Friday, February 13, 2009

A Fresh Start.

I have been away from this space for too long - from writing for too long. The hiatus I took from the Village News last fall has evolved into a permanent parting of the ways. I wish my old weekly well, but we are no longer moving toward the same horizon.

This blog, and its sister, must of necessity become my principal outlet. When we survive this economic crisis - and if newspapers do - I'd like to see my thoughts in print again. But for now, here we are - a little blog, with aspirations.

Above all, my hope for this blog - and for everything I do in the public sphere - will be to create a movement for a third political entity. For lack of an alternate term, a third party - but with this distinction. I'd like to see a third party which defined itself - not in terms of winning elections - but in terms of moving the public conversation forward. A party inspired by the example of the anti-slavery parties of the 1830's and 1840's - the stubborn, righteous little parties which eventually shattered the Whig coalition and gave rise to the intelligent, forward-looking, and relatively virtuous Republican Party of Lincoln.

I'll stop for a moment to reiterate this point, because it seems so utterly at odds with what the "political scientists" preach. I'd like to build a party which defined itself in terms of moving the national conversation forward. A party willing to lose an election - or many elections - in order to make itself heard. A party willing, indeed, to sabotage certain types of candidates - particularly those cold-blooded narcissists who run in the name of good ideas and noble ideals, but in the service of themselves, alone.

It will take me some time to define with any precision where this party would stand, but a starting place would be with the liberal Republican tradition - the tradition of Lincoln and Theodore Roosevelt, of Wendell Willkie and Everett Dirksen, of Arnold Schwarzenegger and Christopher Shays. I seek a party which can balance a maximum of individual liberty with an understanding that we all have a moral, as well as legal, obligation to the greater good - what the Founders would have called the commonwealth philosophy. A party which, as part of that greater good, felt a strong commitment to preserving a liveable environment for our children and grandchildren.

A party which, if it held a few seats in the present Congress, would be equally impatient with the right-wing Republicans' capitalistic myopia and the Democrats' Euro-socialist opportunism.

A party which might support the new President from time to time, but which would consistently urge a longer-range vision.

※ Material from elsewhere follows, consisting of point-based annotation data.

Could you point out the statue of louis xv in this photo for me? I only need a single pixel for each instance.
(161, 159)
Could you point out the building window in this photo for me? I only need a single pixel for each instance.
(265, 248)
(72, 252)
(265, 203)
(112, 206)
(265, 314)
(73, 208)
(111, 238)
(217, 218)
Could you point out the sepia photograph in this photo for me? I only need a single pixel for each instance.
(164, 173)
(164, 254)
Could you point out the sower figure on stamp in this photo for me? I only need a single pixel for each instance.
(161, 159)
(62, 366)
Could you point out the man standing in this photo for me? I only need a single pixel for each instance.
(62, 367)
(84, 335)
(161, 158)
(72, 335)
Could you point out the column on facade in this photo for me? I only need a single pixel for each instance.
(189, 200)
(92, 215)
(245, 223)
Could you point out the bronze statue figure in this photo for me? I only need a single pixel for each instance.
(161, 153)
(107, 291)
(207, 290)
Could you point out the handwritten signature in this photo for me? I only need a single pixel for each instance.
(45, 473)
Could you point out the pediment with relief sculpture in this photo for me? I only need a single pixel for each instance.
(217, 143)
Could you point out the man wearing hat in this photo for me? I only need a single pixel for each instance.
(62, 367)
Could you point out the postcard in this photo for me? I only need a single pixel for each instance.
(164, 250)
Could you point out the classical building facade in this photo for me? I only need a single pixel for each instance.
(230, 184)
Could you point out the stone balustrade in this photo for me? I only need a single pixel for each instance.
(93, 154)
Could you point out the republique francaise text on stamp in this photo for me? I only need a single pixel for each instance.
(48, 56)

For this much is certainly true: America - and the rest of the world - will be remade by the current crisis. There is a way to emerge from this as a better society, and that way is almost certainly not to be found the in ideas of New Deal-New Frontier-Great Society statism. Nor is it to be found in propping up an obsolete automobile industry; nor in preserving legal and policy environment which has enriched the developers and bankers and given us suburban sprawl; nor in infusing new life into an employment-based health insurance system which serves to keep bright people working for large corporations instead of freeing them to start new, small enterprises.

I hope my old readers and friends will find me here - and that they will give me the time to make my case. Much of what I say will be uncongenial to supporters of President Obama - and downright heresy to the supporters of his predecessor. Indeed, supporters of each will be horrified to learn that I regard them as more similar than otherwise - as I find their two parties more alike than the only two alternatives in a political society have any right being.

At any rate, I ask you to come with me on a continuous thought experiment. I've always thought outside the box, and my regular readers have learned that I occasionally come up with a thought worth pondering. It's all a matter of turning off that internal editor which automatically rejects anything truly different.

For what we need now, most assuredly, is something different - something new. Perhaps something so old that it appears new.

And so, to begin...

1 comment:

Anonymous said...

Good luck with the third party idea. Unless something happens to coalesce a large portion of voters I think it will only hinder the party closest to its viewpoint. But I understand and empathize with your position.